NEW YORK, Aug. 9, 2021 /PRNewswire/ -- BUDDI AI, the leading provider of artificial intelligence (AI)-powered healthcare solutions, today announced the expansion of their revenue cycle management (RCM) automation applications with a new comprehensive end-to-end RCM suite: Practice.AI.  Powered by the first and only healthcare contextual lake, Practice.AI goes beyond robotic process automation with AI that understands context and the complexities of healthcare data to optimize RCM workflows and take the administrative burden of registration, coding, documentation, billing and more, off healthcare workers so they can focus on value based care.

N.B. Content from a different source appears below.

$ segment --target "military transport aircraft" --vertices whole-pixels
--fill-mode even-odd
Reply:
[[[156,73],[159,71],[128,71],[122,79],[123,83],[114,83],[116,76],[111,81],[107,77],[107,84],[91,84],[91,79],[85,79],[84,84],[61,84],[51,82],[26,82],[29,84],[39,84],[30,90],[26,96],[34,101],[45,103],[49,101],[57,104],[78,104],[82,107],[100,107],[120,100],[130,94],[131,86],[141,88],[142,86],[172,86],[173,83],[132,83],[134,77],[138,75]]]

"Until now, the healthcare RCM industry has been largely stuck in a cycle of management—managing claims, denials and appeals as well as patients, providers and payers. With Practice.AI, we're disrupting that pattern and giving healthcare workers an improved, automated and truly intelligent RCM experience to go beyond management to actively predicting, preventing and solving your most pressing healthcare challenges," said Ram Swaminathan, Co-Founder and CEO of BUDDI AI. "With Practice.AI, our goal is to help ensure healthcare workers from practices big and small can get back the time and resources needed to take care of what matters most—their patients."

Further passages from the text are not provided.